Despite decades of research, gaps still exist in our knowledge of tropical cyclones (TCs), in particular how they form. This impacts both our ability to forecast these systems, as well as our projections of TC frequency in future climates. I have used both high-resolution numerical models and observations to study several characteristics of TCs.
Tropical cyclones generally form from some pre-existing disturbance. To study this process as holistically as possible, we use cloud-resolving model simulations initialized from radiative-convective equilibrium (RCE), an approximation for the tropical atmosphere in which radiative cooling is balanced by heating from moist convection. This allows us to simulate an atmosphere in which convection operates "on its own free will", in the absence of external forcing.
Interactions between clouds, water vapor, radiation, and circulations help to organize convection (more on that in the "Tropical Convection" page). Similar feedback processes, such as the difference in radiative cooling between cloudy and cloud-free regions, are directly relevant to TC genesis and intensification! In this way, we can move one step back in the process of studying their life cycle: by identifying how the disturbances preceding TCs form when left to their own devices.
I published a paper on this topic in the Journal of Advances in Modeling Earth Systems (JAMES) in May 2020. This is an open-access journal, so head to this link to download and read it if you'd like!
Moist Static Energy Variability
Continuing with the intricate interplay of convection and tropical cyclones, we can quantify the feedback processes highlighted above by considering how they influence the spatial variance of moisture. For example, enhanced surface heat and moisture fluxes in a tropical cyclone eyewall will only increase the anomalously high moisture in that area, and likely contribute to intensification.
Using moist static energy (MSE) as a proxy for moisture, I am beginning to use dropsonde data from NOAA Hurricane Hunter aircraft reconnaissance to study how well we can capture these feedbacks with a limited set of observations. The cloud-resolving model simulations I've built to study convection and TCs are useful here as a "proof of concept". With data available there at high resolution, we can choose individual grid points to serve as simulated dropsondes, and develop our own hypothetical flight patterns. We can thus test how well these perform at capturing the variability in MSE and the feedbacks that influence it, compared to what we would find if we had a larger sampling of data.
As of early May 2022, a paper on this work is under review in GRL.
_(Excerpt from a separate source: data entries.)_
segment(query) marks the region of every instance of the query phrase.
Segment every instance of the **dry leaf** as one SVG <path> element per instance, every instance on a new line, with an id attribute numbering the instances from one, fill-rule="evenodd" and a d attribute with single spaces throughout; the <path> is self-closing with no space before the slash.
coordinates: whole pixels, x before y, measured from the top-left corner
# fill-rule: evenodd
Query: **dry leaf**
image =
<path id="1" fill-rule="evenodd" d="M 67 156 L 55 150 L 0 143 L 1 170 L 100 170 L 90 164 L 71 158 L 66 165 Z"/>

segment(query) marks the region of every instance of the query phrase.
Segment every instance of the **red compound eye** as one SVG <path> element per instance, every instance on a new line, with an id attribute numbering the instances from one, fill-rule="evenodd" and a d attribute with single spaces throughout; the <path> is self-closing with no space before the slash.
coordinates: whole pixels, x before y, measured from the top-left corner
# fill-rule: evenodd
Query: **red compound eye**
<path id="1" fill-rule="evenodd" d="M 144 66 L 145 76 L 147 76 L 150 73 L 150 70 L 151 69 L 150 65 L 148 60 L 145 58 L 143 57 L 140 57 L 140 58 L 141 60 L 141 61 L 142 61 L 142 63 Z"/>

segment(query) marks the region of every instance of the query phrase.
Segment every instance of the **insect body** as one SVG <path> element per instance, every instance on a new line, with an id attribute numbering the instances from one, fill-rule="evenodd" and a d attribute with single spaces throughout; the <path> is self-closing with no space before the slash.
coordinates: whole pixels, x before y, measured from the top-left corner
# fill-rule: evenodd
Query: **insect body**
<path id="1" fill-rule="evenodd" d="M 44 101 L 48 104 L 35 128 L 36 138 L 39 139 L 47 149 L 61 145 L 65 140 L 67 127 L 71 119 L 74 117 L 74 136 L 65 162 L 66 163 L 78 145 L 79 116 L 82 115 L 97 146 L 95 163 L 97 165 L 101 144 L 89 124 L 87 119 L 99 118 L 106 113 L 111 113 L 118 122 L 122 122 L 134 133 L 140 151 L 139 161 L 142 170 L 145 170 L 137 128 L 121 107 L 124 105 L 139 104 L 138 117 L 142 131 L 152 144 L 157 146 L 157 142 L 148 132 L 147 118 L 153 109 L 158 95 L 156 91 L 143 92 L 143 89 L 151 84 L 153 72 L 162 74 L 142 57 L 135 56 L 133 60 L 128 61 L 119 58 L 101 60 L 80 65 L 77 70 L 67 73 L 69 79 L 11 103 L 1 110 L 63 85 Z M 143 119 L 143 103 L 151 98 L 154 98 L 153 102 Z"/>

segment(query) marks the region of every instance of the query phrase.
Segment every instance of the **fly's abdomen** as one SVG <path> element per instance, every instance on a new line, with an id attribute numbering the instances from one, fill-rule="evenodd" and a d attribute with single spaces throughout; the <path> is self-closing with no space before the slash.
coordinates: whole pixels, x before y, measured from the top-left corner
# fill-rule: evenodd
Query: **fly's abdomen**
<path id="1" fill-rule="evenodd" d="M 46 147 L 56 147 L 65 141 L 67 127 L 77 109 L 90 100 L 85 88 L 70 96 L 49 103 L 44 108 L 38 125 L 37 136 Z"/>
Hurricane Laura in the western Gulf of Mexico on August 26, 2020.
Vortex and moisture pathways to tropical cyclogenesis in Carstens and Wing (2020). The left panels represent the "high-f" pathway, and right panels represent the "low-f" pathway.
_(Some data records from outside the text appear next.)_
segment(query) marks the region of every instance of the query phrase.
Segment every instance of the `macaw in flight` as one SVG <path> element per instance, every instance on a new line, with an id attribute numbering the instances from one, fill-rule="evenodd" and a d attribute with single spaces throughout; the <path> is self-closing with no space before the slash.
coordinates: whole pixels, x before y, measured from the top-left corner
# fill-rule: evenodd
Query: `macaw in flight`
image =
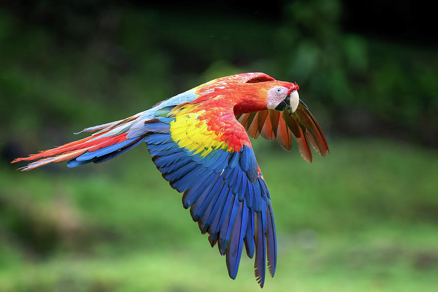
<path id="1" fill-rule="evenodd" d="M 68 167 L 100 163 L 146 143 L 152 161 L 171 186 L 183 192 L 212 247 L 225 255 L 235 279 L 243 246 L 256 255 L 256 280 L 265 281 L 266 258 L 271 276 L 277 246 L 271 195 L 250 138 L 276 140 L 285 150 L 293 138 L 310 163 L 310 145 L 328 152 L 316 120 L 299 98 L 296 83 L 263 73 L 214 79 L 157 104 L 131 117 L 84 129 L 87 138 L 12 162 L 36 160 L 21 170 L 69 160 Z"/>

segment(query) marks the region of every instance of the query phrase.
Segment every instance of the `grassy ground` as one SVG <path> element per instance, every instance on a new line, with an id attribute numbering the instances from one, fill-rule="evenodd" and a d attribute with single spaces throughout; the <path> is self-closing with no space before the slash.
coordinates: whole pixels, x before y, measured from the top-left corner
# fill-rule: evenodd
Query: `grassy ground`
<path id="1" fill-rule="evenodd" d="M 264 291 L 436 291 L 436 151 L 343 140 L 309 164 L 254 144 L 278 239 Z M 257 291 L 253 261 L 229 278 L 144 148 L 74 169 L 1 164 L 0 291 Z"/>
A skew-T log-P diagram from a dropsonde launched on the periphery of Hurricane Teddy (2020). This upper-air reconnaissance mission supports the 2020 NOAA Hurricane Field Program.
Integrated Kinetic Energy
Hurricane intensity is usually assessed by the Saffir-Simpson Hurricane Wind Scale, which considers the maximum 1-minute sustained wind speed in the storm. To account for the full tropical storm and hurricane-force wind field, Integrated Kinetic Energy (IKE) was developed by Powell and Reinhold (2007). It simply accumulates the kinetic energy of the winds in the 4 quadrants of the hurricane - NE, NW, SE, and SW. My undergraduate thesis was the first work computing this metric for East Pacific tropical cyclones, building off of an update to the HURDAT archive which includes the radii of 34, 50, and 64-knot winds in the 4 quadrants necessary to perform the calculation.
While IKE presents its communication challenges relative to simpler tools like the SSHWS or Accumulated Cyclone Energy (ACE), it is a more complete metric that may better inform of risk and expected impacts away from the center of a storm.